With the continuous advancement and popularization of autonomous driving technology, more and more vehicles with autonomous driving technology will appear on the road, and the service objects of road markings will gradually transition from drivers to autonomous vehicles.On the one hand, the method of road markings condition assessment requires a lot of manpower to inspect, measure and evaluate; on the other hand, the evaluation index is based on biological vision research, which does not conform to the characteristics of automatic driving vehicles based on machine vision. To solve the above problems, this paper proposed a method of road markings condition assessment for autonomous vehicles. First, PSNR(peak signal-to-noise ratio) was initially determined as the evaluation index by means of literature review, analogical reasoning and logical reasoning.

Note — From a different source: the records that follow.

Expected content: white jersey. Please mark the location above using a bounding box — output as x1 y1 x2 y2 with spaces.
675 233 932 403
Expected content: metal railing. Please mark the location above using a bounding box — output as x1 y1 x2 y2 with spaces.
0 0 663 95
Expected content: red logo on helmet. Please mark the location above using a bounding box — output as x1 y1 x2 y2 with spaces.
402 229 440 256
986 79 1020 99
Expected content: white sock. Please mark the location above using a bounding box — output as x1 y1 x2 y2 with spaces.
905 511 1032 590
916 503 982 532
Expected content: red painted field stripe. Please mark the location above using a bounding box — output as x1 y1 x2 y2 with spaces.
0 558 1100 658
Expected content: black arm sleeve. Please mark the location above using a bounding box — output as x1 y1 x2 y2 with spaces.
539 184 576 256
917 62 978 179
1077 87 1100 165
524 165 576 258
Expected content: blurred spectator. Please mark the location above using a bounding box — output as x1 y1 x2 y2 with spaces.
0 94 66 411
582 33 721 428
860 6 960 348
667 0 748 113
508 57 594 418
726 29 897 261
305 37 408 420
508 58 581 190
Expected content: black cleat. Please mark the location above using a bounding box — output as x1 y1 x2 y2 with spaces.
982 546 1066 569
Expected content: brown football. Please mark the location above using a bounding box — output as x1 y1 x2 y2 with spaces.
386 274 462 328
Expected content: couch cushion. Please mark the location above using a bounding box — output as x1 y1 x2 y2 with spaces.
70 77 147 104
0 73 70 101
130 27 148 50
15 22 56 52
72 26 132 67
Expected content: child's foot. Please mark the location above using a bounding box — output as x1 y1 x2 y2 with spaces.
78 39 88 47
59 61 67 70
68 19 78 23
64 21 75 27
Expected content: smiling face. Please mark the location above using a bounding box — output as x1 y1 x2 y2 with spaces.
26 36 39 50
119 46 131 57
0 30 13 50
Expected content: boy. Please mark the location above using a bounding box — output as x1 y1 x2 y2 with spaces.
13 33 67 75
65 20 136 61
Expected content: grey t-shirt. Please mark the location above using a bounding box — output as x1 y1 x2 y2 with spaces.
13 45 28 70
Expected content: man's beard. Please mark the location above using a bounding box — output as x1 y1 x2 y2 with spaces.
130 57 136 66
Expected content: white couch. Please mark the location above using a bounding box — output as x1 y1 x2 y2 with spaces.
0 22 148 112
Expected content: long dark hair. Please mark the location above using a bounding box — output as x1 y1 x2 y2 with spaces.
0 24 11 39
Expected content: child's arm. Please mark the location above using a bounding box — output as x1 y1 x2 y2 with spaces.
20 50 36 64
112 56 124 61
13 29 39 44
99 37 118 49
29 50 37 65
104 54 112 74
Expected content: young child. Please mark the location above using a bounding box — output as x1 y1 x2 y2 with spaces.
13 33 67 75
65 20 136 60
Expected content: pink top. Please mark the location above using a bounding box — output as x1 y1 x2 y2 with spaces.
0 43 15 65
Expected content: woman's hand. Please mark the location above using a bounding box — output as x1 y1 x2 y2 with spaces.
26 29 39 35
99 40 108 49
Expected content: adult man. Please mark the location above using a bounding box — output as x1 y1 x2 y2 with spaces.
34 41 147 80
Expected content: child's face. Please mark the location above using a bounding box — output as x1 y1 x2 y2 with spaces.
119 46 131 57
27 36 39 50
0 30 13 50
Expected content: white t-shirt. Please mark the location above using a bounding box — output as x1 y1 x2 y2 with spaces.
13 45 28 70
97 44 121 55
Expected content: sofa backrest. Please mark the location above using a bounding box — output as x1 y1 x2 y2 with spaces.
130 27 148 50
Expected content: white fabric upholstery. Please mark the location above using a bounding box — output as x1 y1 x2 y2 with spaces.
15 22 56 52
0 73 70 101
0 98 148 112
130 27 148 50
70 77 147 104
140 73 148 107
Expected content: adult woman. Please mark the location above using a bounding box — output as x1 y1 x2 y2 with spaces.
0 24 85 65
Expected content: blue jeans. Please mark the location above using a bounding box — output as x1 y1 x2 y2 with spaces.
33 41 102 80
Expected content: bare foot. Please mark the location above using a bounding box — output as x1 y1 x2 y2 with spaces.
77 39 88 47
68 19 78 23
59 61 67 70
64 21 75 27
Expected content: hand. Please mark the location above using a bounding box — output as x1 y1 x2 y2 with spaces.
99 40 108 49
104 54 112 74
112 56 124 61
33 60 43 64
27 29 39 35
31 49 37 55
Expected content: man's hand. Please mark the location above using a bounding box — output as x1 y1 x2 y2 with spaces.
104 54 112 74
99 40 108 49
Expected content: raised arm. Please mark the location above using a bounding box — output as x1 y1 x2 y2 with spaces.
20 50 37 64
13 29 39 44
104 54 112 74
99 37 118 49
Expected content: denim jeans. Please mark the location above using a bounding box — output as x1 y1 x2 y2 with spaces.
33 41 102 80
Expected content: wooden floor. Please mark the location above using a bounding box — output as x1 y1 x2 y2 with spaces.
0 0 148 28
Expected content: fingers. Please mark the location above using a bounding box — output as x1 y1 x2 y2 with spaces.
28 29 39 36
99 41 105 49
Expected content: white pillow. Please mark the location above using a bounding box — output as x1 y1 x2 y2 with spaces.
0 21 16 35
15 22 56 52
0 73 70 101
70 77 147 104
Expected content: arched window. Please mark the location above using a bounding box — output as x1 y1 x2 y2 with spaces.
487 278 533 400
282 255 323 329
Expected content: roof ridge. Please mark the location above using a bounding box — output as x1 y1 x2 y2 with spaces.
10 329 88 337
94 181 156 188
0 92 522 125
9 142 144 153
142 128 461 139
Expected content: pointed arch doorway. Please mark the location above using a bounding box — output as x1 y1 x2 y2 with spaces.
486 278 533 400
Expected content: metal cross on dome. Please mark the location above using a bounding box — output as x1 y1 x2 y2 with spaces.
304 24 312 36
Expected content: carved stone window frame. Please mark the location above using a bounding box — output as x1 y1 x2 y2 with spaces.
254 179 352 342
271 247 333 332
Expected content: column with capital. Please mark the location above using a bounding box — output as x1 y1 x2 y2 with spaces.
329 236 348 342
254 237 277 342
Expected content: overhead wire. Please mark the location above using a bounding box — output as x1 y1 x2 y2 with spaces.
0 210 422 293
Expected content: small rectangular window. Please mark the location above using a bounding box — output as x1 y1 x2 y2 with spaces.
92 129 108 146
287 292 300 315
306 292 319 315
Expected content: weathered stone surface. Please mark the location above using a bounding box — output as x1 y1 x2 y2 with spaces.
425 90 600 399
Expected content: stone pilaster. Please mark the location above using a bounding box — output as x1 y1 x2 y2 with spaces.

Secondly, to quickly obtain PSNR, this paper proposes a calculation method of the PSNR based on image inpainting, which utilizes the DeblurGAN model restores the damaged road markings at the image level, and then uses the damaged and restored road markings images to calculate the PSNR. In addition, this paper proposed a data augmentation method that can realis-tically synthesize damaged road markings images to improve the performance of image inpainting models. Then, the AlexNet network was used as the benchmark model to design experiments to study the relationship between the PSNR and the recognition accuracy of road markings. The experimental results show that, compared with the calculation method of the PSNR based on the artificially restored image, the average PSNR obtained by the method proposed in this paper only differs by about 2.24%, but the acquisition speed is increased by about 418 times; when the average PSNR differs by about 43.66%, the average recognition accuracy differs by about 36.27%. Therefore, the PSNR can measure the use of road markings. Compared with the evaluation method of the current standard, the evaluation method proposed in this paper improves the work efficiency by about 6.5 times and consumes less manpower. And it is more in line with the characteristics of self-driving cars, but the evaluation methods are more detailed in the specification.